La Vieja Terminal, “sede” de un foco infeccioso que las autoridades no quieren ver…

La Vieja Terminal, “sede” de un foco infeccioso que las autoridades no quieren ver…
Un foco de epidemia avanza a la vista de las autoridades, pero hoy parece nadie quiere tomar cartas en el asunto. La Vieja Terminal de Omnibus ubicada en la zona de Alberti y Sarmiento es un foco de infección, especialmente en los días de calor, que ya no solo es patrimonio de los vecinos del lugar, sino de todos aquellos que aciertan pasar por el lugar. Los excrementos de las palomas en el interior del edificio, ya traspasan sus eternas paredes y el peligro de histoplasmosis, criptococosis y psitacosis, afecta a todos.
La denuncia de los habitantes de esa zona sobre el estado de abandono que padece la Vieja Terminal atenta sobre los transeúntes del sector. Los olores nauseabundos generados por el excremento de palomas que habitan en el edificio ha crecido en estos días donde el calor está volviendo.

A esto se le suma el vaho de suciedad y hediondez que generan los vagabundos hacen que estas características ya sean parte de este “Patrimonio”. Esta corrosión provoca riesgos de salud, teniendo en cuenta que sobre la calle Alberti este la parada de varias líneas de colectivos.
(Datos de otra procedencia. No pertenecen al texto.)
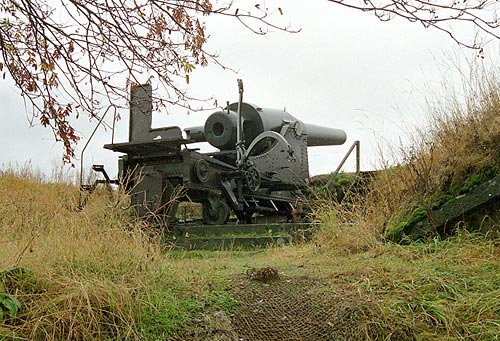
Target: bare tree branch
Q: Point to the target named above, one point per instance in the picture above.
(445, 16)
(68, 56)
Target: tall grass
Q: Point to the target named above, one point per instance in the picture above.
(87, 268)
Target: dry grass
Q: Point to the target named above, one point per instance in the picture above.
(88, 266)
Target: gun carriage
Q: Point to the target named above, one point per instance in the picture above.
(260, 166)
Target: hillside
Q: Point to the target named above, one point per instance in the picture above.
(95, 274)
(92, 274)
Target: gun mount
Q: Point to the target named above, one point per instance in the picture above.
(261, 165)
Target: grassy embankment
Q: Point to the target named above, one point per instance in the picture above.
(93, 274)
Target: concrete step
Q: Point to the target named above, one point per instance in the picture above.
(238, 236)
(235, 229)
(228, 243)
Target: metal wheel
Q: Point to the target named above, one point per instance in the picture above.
(215, 212)
(253, 179)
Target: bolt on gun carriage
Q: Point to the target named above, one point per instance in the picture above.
(260, 168)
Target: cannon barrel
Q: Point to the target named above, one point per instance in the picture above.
(220, 127)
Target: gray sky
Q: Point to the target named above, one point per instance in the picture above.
(345, 69)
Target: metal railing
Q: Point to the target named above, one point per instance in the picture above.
(355, 146)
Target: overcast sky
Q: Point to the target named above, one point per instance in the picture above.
(345, 69)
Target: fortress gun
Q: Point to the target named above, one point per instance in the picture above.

Irónicamente esa suciedad y hediondez de la vieja terminal es parte de su "patrimonio" material y cultural.

Y alo habíamos dicho, el olor a orina y excremento de paloma en el sector es "típicamente" tradicional durante el día, cuestión que aumenta en intensidad durante el transcurso de las fechas. Hasta ahora parece que las autoridades no se han dado cuenta.

A eso hay que seguir agregándole la cantidad de basura y suciedad habitual que la comunidad lanza al suelo como si este fuera un basurero. Cada día la puerta principal de acceso a la ex terminal amanece con un nauseabundo olor a orín y materia fecal que invade sin remedio todo el sector de paradas de colectivos sobra la calle Alberti. Esta práctica es el resultado de los vagabundos que duermen en ese sector y el hediondo olor se mezcla con los tufos de excremento de palomas.

Desde la calle misma, es posible verificar las heridas que van mimando el sector. Ahora, sin actividad comercial, la Vieja Terminal manifiesta su vulnerabilidad, la corrosión se lo está devorando y las palomas invadiendo. El viejo edificio es la gran vivienda de las aves. Su presencia se relaciona con un sinfín de problemas, y los malos olores es el principal.

Estar en contacto con excrementos de palomas puede representar un riesgo para la salud. Se conoce que tres enfermedades humanas están asociadas con los excrementos de las palomas: histoplasmosis, criptococosis y psitacosis. Sin embargo, las heces se hallan dentro del perímetro de la terminal.

¿Será posible que alguien haga algo? Un poco de limpieza no le vendría mal…a la Vieja Terminal y a Mar del Plata toda.